Analysis of alkylation damage formation and base excision repair at yeast transcription factor binding sites

DNA base damage arises frequently in all living cells and is an important contributor to mutations and genome instability. The main repair pathway for base damage is base excision repair (BER). How the formation and repair of base lesions are modulated by DNA-binding proteins is poorly understood. Here we used a high-throughput damage mapping method, N-methylpurine-sequencing (NMP-seq), to characterize alkylation damage distribution and BER at yeast transcription factor (TF) binding sites upon the treatment with alkylating agent methyl methanesulfonate (MMS). We found that formation of alkylation damage was mainly suppressed at the binding sites of yeat TFs Abf1 and Reb1, but individual hotspots with elevated damage formation were also observed. Furthermore, our data indicates that repair of alkyhlation damage by BER was significantly inhibited both within the TF core motif and its adajcent DNA. The modulation of damage formation and BER was caused by the TF binding, because lesion formation and repair can be restored by depletion of Abf1 or Reb1 from the nucleus.
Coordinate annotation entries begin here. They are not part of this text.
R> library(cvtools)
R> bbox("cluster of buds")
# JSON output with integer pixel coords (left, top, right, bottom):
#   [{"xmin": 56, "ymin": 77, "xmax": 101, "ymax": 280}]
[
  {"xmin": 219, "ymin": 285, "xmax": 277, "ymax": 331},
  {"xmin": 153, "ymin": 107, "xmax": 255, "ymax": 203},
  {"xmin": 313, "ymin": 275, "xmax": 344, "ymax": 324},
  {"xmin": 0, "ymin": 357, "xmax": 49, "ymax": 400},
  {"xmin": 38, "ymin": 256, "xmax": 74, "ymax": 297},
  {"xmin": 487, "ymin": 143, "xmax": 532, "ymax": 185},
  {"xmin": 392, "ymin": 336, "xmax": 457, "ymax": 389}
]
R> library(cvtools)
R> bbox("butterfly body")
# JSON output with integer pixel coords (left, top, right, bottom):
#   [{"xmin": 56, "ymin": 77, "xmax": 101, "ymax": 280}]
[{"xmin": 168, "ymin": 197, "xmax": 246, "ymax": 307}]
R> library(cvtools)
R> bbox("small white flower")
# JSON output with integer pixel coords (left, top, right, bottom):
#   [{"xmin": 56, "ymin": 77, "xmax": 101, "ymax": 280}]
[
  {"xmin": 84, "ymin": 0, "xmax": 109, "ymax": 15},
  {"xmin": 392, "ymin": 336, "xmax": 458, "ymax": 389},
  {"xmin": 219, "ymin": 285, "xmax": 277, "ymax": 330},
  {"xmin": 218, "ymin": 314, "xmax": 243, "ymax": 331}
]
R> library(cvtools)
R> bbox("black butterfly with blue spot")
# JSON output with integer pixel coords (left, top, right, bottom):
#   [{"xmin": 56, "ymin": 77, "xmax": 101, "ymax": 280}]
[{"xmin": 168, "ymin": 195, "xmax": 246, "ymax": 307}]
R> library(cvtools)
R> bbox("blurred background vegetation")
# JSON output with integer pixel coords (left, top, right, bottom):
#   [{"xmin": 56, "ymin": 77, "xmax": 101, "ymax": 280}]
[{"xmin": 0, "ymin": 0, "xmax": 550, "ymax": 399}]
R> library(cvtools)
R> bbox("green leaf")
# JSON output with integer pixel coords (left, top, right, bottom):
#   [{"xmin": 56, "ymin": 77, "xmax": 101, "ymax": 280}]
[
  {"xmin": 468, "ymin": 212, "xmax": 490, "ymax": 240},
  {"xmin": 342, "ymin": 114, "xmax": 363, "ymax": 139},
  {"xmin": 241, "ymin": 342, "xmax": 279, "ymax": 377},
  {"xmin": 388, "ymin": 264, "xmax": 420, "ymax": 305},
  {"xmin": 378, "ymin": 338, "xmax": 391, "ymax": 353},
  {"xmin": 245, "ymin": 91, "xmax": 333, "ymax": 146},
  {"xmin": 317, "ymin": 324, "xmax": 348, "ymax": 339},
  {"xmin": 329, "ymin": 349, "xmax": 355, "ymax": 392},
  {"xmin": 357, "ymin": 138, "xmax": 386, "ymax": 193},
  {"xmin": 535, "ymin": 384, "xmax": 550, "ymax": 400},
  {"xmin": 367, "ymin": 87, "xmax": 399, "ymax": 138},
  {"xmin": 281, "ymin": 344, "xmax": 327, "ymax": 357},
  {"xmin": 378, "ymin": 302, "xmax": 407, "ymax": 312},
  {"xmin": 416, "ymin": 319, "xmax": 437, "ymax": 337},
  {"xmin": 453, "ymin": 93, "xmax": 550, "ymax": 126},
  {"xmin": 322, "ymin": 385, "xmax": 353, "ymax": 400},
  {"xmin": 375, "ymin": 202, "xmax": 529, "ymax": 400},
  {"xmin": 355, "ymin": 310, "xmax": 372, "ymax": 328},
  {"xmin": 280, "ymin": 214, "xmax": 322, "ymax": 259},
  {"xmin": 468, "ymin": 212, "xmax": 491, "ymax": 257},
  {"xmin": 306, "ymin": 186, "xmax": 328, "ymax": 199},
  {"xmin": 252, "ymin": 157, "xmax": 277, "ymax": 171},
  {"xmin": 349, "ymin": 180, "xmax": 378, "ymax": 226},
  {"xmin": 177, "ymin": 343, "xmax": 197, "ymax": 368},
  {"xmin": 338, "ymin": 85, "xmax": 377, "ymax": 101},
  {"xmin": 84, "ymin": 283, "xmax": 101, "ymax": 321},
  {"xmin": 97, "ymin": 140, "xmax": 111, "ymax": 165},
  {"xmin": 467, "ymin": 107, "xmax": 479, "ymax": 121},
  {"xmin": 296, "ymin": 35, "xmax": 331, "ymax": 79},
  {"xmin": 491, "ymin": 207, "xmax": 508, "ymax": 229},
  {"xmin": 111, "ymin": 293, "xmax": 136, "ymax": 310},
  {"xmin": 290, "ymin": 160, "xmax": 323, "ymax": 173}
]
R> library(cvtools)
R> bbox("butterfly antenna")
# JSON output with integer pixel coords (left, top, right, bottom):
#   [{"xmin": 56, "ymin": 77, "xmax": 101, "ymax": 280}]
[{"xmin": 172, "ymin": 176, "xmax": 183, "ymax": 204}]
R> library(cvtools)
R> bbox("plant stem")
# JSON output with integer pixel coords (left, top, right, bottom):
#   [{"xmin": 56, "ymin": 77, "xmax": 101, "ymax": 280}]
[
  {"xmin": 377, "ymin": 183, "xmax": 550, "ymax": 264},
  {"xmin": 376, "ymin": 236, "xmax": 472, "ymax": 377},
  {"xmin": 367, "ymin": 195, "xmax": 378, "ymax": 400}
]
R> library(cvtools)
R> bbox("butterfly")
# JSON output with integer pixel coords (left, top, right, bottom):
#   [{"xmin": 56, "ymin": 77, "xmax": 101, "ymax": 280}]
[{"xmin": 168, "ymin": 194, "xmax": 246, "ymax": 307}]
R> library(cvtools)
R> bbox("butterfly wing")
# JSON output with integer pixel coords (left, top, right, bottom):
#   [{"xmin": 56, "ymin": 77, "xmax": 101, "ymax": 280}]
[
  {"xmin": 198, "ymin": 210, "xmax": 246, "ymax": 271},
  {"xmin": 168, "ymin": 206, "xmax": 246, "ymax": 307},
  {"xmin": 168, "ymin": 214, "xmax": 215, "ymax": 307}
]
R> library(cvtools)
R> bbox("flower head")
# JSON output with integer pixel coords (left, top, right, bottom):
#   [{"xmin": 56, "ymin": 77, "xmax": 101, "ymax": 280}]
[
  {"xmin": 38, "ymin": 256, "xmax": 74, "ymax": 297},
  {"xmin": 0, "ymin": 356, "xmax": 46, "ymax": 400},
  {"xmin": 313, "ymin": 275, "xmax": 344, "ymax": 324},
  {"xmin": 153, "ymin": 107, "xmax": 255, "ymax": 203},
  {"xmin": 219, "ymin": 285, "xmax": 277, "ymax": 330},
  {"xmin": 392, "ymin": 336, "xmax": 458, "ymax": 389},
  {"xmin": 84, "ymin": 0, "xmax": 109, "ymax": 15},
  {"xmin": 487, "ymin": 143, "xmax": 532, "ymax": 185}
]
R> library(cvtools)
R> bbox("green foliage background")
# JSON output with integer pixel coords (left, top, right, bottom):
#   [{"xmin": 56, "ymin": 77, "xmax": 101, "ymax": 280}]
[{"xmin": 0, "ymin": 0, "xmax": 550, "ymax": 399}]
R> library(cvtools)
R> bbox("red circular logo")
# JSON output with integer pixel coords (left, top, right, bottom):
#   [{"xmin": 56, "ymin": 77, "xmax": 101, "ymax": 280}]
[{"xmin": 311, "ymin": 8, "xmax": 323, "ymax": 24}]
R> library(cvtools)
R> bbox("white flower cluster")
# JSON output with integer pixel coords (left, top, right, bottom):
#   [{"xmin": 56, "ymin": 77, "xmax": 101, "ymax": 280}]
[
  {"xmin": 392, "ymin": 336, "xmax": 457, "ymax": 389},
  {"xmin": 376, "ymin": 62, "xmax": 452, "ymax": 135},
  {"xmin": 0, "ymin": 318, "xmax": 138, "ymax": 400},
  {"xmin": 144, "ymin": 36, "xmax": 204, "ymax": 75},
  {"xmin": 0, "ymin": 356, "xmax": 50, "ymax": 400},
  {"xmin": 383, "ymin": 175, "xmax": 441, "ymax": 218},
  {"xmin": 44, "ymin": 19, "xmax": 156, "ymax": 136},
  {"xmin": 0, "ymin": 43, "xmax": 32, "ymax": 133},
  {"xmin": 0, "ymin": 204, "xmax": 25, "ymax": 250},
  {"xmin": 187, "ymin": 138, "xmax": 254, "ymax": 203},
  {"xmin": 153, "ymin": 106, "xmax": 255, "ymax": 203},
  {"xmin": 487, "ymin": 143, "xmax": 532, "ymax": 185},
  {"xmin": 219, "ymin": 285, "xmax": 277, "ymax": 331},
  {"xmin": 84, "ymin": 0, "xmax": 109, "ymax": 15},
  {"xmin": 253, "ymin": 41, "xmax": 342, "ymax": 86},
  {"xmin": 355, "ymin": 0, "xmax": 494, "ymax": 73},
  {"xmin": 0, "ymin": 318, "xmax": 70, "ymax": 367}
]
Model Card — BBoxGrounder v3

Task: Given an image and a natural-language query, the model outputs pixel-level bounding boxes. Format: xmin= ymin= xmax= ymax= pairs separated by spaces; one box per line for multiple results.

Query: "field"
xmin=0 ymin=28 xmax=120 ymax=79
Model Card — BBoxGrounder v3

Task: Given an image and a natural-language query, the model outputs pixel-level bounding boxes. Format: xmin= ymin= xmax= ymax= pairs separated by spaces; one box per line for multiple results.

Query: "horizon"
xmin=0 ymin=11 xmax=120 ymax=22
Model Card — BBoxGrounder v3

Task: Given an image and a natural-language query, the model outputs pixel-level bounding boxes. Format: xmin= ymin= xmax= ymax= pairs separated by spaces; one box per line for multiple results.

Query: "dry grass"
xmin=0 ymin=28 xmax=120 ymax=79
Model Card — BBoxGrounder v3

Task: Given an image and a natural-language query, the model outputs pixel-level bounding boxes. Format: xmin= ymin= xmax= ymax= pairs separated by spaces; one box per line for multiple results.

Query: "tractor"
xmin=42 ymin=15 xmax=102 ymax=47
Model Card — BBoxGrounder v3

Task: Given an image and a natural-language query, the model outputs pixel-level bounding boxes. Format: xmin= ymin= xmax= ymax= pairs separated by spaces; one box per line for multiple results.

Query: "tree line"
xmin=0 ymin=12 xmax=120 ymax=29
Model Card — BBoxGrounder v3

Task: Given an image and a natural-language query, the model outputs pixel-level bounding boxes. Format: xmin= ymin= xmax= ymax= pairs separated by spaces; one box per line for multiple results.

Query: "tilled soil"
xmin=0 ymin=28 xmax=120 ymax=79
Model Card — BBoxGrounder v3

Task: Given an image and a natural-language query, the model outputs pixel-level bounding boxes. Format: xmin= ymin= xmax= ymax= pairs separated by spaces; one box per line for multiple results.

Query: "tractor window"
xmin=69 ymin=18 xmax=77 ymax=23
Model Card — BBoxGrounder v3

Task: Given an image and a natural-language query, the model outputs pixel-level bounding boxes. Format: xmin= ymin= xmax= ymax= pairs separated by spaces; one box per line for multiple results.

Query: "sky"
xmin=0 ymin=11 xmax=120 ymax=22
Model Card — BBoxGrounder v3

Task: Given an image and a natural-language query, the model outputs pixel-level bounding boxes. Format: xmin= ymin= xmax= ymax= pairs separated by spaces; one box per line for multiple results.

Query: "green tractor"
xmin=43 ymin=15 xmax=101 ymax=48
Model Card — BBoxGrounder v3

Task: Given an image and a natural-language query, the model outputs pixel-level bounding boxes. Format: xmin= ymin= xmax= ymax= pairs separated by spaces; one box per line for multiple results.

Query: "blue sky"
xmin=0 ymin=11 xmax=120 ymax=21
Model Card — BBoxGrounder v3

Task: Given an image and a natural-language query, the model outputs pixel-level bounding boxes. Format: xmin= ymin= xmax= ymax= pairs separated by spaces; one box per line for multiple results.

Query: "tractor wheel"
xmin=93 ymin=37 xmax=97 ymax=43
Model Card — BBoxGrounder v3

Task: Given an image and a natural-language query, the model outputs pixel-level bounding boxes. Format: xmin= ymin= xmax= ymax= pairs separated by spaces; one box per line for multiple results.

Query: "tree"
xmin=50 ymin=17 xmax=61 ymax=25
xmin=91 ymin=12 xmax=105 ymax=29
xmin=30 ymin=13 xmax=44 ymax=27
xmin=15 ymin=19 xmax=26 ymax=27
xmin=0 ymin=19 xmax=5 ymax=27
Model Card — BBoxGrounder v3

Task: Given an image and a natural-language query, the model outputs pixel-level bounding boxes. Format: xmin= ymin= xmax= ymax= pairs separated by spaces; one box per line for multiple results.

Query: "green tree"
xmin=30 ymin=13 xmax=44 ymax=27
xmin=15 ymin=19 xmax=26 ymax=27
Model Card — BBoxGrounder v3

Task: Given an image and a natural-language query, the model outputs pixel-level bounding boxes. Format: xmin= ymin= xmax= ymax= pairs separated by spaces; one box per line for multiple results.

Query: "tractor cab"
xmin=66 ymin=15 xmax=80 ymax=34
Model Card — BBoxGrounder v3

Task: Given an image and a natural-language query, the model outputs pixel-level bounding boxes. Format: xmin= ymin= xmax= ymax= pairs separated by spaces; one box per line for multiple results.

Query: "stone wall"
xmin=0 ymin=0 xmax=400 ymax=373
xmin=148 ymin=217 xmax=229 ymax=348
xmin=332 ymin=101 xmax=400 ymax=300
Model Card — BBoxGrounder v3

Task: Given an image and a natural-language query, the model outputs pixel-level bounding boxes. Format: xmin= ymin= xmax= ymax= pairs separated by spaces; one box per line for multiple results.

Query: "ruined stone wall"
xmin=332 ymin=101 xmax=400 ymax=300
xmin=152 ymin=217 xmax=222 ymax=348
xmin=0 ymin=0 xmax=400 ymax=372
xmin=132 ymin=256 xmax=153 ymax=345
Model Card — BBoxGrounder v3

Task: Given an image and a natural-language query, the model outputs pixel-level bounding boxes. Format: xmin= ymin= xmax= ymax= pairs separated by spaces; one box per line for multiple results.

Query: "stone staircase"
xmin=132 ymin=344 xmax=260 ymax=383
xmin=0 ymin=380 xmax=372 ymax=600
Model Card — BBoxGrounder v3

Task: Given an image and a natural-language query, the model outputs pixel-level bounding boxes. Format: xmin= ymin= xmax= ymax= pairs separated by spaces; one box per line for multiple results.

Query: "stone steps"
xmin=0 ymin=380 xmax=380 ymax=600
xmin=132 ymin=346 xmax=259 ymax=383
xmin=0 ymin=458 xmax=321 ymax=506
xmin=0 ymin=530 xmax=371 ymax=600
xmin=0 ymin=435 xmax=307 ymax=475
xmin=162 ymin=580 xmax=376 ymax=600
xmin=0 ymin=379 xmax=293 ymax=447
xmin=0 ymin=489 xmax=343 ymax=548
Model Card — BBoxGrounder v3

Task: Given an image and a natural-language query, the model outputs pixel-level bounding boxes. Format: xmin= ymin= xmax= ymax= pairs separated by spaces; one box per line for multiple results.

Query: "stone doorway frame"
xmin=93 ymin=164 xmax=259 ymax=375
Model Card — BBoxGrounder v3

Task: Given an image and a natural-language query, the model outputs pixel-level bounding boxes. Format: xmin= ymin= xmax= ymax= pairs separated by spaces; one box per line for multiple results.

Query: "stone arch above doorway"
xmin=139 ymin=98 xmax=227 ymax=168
Finally, we show that repair of UV damage by nucleotide excision repair (NER) was also inhibited at the binding sites of Abf1 and Reb1. A comparision between alkylyation and UV damage repair reveals that NER was inhibited in a broader DNA region relative to BER. Thus, our analyses indicate that TF binding significantly modulates alkylation damage formation and inhibits repair by the BER pathway. The interplay between base damage formation and BER may play an important role in affecting mutation frequency in gene regulatory regions. Overall design: Yeast cells were exposed to MMS and then repaired in fresh media. Alkylation damage was mapped with NMP-seq to characterize initial damage formation immediately after MMS treatment (i.e., no repair) and remaining damage (i.e., unrepaired) at each repair time point. Analysis of initial damage and remaining damage at yeast TF binding sites reveals the impacts of TF binding on base damage formation and BER.